Since self-love is the origin and mother of evil, when this is eradicated all the things which derive from it are eradicated as well. For when self-love is absent, not the slightest trace or form of evil can exist in any way at all.

If, wishing to correct another, you are moved to anger, you gratify your own passion. Do not lose yourself in order to save another.

There are three things that move us to the good: natural tendencies, the holy Powers, good choice. The natural tendencies - as, for instance, when what we wish men would do for us, we likewise do for them; or, when we see someone in sore straits, we then naturally have pity. The holy Powers - as when moved to some fine deed, we experience their good assistance and prosper. Good choice - when, for example, discerning good from evil, we choose the good.

The foundation of every virtue is the realization of human weakness.

Apostolic teaching, Beloved, exhorts us that we put off the old man with his deeds (Eph. iv. 22; Col. iii. 9), and renew ourselves from day to day by a holy manner of life. For if we are the temple of God, and if the Holy Spirit is a Dweller in our souls, as the Apostle says: You are the temple of the living God (II Cor. vi. 16); we must then strive with all vigilance that the dwelling of our heart be not unworthy of so great a Guest.

To those who do not long for it, wisdom is fear, because of the loss which they suffer through their flight from it; but in those who cleave to it, wisdom is loving desire, promoting an inner state of joyous activity. For wisdom creates fear, delivering a person from the passions by making him apprehensive of punishment; and it also produces loving desire, accustoming the intellect through the acquisition of the virtues to behold the blessings held in store for us.

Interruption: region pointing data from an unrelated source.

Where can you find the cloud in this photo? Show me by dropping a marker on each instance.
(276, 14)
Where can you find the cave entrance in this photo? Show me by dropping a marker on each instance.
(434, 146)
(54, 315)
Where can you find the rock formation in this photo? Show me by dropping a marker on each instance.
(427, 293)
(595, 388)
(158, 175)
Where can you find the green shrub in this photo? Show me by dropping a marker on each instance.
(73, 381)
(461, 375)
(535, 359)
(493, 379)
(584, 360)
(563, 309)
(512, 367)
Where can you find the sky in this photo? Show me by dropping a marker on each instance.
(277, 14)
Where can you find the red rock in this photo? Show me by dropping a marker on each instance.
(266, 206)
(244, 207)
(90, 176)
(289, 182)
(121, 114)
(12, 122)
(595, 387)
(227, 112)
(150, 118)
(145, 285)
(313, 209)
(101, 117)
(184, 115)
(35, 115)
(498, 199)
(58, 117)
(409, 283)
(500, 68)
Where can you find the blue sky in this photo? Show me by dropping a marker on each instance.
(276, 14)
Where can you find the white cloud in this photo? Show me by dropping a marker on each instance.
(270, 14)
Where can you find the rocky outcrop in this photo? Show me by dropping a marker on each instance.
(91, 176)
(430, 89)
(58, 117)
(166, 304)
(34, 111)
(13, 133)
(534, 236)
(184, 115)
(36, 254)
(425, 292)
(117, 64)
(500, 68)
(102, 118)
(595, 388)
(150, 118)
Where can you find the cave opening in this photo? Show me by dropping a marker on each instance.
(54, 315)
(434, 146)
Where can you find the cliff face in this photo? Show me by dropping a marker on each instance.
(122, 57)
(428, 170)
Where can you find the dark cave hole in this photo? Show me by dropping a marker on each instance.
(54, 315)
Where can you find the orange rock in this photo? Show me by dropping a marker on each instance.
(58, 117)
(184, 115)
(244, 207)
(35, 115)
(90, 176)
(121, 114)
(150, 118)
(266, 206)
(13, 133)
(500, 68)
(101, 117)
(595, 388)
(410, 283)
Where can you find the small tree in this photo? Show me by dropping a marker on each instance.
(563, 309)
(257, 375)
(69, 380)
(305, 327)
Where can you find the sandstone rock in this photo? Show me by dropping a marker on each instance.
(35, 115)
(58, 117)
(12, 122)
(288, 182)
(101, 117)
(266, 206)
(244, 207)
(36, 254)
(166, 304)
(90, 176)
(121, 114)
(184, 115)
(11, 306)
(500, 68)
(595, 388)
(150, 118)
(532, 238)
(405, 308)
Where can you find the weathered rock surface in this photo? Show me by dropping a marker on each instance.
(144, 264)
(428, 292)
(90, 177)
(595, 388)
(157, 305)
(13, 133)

He who has been granted the gift of knowledge and yet nurses bitterness, rancor or hatred towards another is like one who pricks his eyes with thorns and thistles. Thus knowledge of necessity has need of love.

Someone may say: 'I have faith, and faith suffices for salvation.' St. James gives him the answer: 'Even the demons believe, and shudder. Faith without works is dead.' (James 2:17-19)

Do not befoul your intellect by clinging to thoughts filled with anger and sensual desire. Otherwise you will lose your capacity for pure prayer and fall victim to the demon of listlessness.